There are some basics in exegesis that Christians can learn and develop to improve their personal Bible study and their discussion at collective Bible studies. Drawing out of (ex-egesis) Scripture will feed the soul.
Which is the most significant word in the following sentence?
“The red car went down the hill.”
You may say that you need to know the context before you can answer this question. True; but you can learn something about the context by “good and necessary consequence” (Westminster Confession of Faith, Chapter 1, Section 6).
Good and necessary consequence
One can deduce from the definite article – ‘the’ hill – that, in this context, there was only one hill being considered.
One can deduce that there was a red car on this hill, sufficiently far up it that it was capable of going down it.
One can deduce that it is now lower than it was before. One would need to consider the tense of the verb and possibly the context to determine if the motion ‘went down’ was completed or if it was still on-going. The sentence does not say if the car has now stopped because it could have completed its descent of the hill and was now traveling along the flat. The latter point is not a ‘necessary’ consequence or interference. It may or may not be so, and the exegete needs to carry these options in their mind to see if the context will provide clues. A good imagination may consider other possibilities that need to be checked out by the context.
The significant word
So which is the most significant word? Having developed in one’s mind the above picture, where do we go from here?

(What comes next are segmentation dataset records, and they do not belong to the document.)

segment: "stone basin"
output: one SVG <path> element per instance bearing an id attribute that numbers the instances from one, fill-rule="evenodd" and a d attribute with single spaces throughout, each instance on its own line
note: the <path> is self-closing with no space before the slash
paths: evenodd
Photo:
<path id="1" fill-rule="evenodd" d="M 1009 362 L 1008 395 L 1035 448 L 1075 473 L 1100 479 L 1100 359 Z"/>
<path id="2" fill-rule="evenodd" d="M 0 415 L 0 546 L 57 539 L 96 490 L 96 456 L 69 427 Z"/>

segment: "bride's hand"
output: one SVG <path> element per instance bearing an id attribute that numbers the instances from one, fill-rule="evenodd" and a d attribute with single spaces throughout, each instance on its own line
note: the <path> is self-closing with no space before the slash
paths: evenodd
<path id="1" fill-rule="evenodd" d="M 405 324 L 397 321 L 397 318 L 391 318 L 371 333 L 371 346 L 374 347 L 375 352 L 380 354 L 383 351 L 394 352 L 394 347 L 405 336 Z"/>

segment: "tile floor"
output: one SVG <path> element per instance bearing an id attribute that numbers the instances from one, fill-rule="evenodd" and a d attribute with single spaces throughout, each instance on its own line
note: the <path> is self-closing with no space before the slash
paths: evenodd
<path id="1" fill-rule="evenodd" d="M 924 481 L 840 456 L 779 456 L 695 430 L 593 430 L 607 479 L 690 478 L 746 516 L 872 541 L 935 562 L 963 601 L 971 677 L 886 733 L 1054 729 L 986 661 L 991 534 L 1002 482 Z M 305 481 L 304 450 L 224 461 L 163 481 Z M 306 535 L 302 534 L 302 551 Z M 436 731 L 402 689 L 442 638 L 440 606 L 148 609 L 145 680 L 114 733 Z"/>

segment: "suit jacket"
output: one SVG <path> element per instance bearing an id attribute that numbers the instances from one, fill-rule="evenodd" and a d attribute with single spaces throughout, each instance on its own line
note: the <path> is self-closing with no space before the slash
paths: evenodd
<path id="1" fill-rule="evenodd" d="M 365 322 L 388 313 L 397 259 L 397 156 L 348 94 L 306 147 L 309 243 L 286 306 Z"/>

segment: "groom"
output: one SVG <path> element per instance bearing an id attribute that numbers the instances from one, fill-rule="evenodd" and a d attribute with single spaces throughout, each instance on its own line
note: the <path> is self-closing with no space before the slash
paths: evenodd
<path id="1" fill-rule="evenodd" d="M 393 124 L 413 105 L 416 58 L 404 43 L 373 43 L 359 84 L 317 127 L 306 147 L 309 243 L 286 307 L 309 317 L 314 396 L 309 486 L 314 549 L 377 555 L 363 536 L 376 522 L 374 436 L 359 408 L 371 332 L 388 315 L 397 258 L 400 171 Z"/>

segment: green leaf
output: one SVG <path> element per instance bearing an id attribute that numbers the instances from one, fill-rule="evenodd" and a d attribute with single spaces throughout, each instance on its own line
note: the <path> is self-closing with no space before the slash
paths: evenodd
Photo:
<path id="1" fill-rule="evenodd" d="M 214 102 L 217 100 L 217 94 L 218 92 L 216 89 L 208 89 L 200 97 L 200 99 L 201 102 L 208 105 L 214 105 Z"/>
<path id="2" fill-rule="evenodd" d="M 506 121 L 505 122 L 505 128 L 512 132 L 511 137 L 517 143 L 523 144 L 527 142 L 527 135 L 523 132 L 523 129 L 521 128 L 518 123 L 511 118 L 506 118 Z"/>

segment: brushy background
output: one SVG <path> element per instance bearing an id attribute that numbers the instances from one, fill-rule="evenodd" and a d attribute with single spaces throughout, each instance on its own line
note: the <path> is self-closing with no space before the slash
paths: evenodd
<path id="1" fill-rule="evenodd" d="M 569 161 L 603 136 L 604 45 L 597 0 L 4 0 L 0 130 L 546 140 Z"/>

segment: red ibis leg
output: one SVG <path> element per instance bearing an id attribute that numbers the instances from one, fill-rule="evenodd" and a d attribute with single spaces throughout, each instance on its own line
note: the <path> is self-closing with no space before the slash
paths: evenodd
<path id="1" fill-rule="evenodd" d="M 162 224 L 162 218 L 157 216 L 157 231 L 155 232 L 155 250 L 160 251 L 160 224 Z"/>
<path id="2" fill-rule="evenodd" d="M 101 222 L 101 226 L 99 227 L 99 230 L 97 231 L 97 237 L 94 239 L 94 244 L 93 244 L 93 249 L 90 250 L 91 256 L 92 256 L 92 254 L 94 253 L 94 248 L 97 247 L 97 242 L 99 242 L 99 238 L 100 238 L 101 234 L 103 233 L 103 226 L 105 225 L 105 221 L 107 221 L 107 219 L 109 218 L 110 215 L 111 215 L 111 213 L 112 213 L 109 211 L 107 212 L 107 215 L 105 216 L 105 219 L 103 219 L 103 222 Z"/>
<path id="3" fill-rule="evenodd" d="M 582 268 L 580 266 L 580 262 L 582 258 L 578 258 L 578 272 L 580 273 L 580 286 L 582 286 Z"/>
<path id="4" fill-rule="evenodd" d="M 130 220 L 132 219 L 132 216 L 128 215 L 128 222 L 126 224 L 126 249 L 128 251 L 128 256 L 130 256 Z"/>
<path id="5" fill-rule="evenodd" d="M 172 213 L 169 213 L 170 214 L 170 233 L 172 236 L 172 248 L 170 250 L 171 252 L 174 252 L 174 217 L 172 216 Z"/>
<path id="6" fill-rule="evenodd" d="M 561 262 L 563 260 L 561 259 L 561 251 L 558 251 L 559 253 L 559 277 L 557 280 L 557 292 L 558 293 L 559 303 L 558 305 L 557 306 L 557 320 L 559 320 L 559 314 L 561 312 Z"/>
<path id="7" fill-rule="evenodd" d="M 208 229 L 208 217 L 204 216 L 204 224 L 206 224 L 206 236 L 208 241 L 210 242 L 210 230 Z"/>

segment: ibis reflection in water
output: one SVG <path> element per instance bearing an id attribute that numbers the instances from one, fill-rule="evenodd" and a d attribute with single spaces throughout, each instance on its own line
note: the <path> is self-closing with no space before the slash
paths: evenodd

A useful procedure is to remove words to see what difference it makes to the sentence. What happens when we remove the word ‘red’? Has it made any difference to the picture? Not much? Really? So what happens when you put it back in? Nothing? Not so. We now realise that there must be more than one car on this hill and only one of them is red! There may be ten cars but only one of them is red and it went down the hill. The picture is opening up. It does not say what the other car(s) did, but the exegete will carry this piece of information in mind when reading around the context.
It is for lack of a sanctified imagination that unbelieving Bible critics think that there are contradictions in Scripture. They need to think more.
The humble adjective
So, voilà! The humble adjective ‘red’ is the most significant word in the sentence. It is the distinguishing word.
The subject of the sentence is the red car, which went down the hill, whatever the other car (s) did.
Some examples of the importance of adjectives are here.
Adjectives are important in most discussions and debates, and for failure to realise this and use them accurately, communication ends up at cross purposes.
‘What is faith?’ is an interesting topic. It is not the same as ‘What is saving faith?’ or more specifically What is faith in Jesus Christ? (Westminster Shorter Catechism Question 86.) Assurance of salvation is a particular and specific exercise of faith.
‘What is repentance?’ is useful to discuss as a preliminary to ‘What is evangelical repentance’ or What is repentance unto life? (Westminster Shorter Catechism Question 87.)